Cultural consensus theory is an approach to information pooling [1] (aggregation, data fusion) which supports a framework for the measurement and evaluation of beliefs as cultural; shared to some extent by a group of individuals. Cultural consensus models guide the aggregation of responses from individuals to estimate (1) the culturally appropriate answers to a series of related questions (when the answers are unknown) and (2) individual competence (cultural competence) in answering those questions. The theory is applicable when there is sufficient agreement across people to assume that a single set of answers exists. The agreement between pairs of individuals is used to estimate individual cultural competence. Answers are estimated by weighting responses of individuals by their competence and then combining responses.
Cultural consensus theory assumes that cultural beliefs are learned and shared across people and that there is a common understanding of what the world and society are all about. [2] Since the amount of information in a culture is too large for any one individual to master, individuals know different subsets of the cultural knowledge and vary in their cultural competence. Cultural beliefs are beliefs held by a majority of culture members. Given a set of questions, on the same topic, shared cultural beliefs or norms regarding the answers can be estimated by aggregating the responses across a sample of culture members. When an agreement is close to absolute, estimating answers is straightforward. The problem addressed by cultural consensus theory is how to estimate beliefs when there is some degree of heterogeneity present in responses. In general, cultural consensus theory provides a framework for determining whether responses are sufficiently homogeneous to estimate a single set of shared answers and then estimating the answers and individual cultural competence in answering the questions. The theory is designed for the estimation of “culturally correct” answers to questions that are unknown a priori to the researcher, as well as item response effects (e.g., knowledge level, response biases, item difficulty). [3]

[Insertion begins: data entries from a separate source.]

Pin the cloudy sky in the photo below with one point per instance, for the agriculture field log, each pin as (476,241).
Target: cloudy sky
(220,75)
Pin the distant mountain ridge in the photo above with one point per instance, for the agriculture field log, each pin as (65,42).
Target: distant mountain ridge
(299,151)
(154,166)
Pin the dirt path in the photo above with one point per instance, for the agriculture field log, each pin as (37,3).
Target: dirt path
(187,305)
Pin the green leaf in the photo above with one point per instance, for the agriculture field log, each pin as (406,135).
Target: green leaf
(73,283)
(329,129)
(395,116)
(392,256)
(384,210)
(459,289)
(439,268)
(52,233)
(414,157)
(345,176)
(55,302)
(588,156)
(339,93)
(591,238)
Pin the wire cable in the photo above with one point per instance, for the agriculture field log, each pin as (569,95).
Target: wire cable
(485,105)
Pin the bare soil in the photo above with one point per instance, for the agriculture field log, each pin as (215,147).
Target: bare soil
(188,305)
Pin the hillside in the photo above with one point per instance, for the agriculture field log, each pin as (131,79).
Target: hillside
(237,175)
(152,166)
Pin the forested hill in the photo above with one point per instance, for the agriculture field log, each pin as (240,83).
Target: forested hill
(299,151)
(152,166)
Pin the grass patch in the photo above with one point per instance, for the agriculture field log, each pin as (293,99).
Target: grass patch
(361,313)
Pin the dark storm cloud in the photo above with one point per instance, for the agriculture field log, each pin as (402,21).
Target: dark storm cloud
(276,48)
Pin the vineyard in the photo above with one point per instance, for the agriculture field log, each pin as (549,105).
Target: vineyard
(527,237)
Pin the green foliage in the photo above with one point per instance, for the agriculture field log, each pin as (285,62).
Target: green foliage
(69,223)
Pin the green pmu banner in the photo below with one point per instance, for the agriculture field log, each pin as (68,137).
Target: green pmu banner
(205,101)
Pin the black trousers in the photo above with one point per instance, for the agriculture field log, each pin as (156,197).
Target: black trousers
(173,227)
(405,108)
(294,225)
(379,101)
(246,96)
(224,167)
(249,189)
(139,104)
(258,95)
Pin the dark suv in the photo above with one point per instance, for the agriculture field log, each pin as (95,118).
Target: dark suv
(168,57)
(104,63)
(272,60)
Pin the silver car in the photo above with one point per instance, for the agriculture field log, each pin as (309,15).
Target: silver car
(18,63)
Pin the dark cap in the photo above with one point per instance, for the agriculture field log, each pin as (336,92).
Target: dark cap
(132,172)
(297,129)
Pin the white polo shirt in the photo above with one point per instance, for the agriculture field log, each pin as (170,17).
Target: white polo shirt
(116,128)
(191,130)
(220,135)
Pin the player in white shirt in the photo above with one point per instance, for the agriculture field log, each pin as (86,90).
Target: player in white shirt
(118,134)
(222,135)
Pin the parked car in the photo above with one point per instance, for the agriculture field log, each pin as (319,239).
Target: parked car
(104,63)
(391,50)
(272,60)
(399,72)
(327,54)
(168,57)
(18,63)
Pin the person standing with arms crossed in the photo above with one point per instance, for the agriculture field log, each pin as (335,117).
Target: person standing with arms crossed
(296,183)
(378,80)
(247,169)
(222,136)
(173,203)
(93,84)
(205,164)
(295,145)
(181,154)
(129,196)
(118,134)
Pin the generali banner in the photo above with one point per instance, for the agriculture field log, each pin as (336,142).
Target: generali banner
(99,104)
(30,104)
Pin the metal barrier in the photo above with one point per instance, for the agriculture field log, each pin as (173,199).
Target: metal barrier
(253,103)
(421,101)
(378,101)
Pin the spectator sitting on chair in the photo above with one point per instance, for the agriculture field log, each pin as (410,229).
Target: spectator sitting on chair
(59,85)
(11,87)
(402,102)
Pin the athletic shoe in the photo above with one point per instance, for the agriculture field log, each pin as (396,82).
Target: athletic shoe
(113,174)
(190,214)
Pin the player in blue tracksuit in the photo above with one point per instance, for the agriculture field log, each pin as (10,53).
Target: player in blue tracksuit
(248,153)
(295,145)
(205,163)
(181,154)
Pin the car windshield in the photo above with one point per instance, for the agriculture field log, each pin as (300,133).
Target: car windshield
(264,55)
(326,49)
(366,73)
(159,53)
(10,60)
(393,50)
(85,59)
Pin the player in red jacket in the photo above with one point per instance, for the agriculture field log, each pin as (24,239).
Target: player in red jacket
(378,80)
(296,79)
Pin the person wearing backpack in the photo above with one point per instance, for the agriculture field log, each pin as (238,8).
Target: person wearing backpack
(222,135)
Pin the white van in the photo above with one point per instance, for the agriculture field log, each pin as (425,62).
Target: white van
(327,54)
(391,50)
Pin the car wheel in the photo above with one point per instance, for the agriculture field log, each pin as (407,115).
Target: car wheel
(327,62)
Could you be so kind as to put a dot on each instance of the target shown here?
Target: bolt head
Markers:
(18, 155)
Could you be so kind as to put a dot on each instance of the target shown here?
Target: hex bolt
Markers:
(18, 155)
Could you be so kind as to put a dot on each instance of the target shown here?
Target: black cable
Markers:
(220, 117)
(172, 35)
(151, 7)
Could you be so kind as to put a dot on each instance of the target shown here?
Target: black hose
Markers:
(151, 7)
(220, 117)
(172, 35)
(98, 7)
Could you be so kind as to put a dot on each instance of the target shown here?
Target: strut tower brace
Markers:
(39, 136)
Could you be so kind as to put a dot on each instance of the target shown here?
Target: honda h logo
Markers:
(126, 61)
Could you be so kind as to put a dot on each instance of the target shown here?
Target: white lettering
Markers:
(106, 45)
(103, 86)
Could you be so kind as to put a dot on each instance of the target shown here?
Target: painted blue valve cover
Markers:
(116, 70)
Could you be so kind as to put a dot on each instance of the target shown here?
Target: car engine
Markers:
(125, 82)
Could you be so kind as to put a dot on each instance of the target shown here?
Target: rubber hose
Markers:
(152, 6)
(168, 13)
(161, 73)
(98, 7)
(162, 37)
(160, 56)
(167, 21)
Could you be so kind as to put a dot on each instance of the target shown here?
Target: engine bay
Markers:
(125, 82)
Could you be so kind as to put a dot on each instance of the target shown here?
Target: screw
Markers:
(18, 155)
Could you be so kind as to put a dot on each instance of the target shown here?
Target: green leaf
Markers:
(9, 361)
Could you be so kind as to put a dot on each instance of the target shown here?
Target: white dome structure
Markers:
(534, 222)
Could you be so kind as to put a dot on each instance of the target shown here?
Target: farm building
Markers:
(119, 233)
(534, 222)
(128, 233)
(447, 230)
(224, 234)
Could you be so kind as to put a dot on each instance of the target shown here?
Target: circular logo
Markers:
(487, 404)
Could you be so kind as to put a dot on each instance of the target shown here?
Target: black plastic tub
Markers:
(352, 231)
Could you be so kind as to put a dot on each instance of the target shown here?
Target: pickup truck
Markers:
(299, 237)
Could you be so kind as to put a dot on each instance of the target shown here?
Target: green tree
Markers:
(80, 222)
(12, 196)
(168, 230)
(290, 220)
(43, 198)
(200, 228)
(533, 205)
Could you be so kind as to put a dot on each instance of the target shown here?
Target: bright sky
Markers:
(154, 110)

Cultural consensus models do not create consensus or explain why consensus exists; they simply facilitate the discovery and description of possible consensus. A high degree of agreement among raters must be present in responses to use consensus theory – only with high agreement does it make sense to aggregate responses to estimate beliefs of the group. Although there are statistical methods to evaluate whether agreement among raters is greater than chance (Binomial test, Friedman test, or Kendall's coefficient of concordance), these methods do not provide a best estimate of the “true” answers nor do they estimate competence of the raters. Cultural consensus theory can estimate competence from the agreement between subjects and then, answers are estimated by “weighting” individual responses by competence prior to aggregation.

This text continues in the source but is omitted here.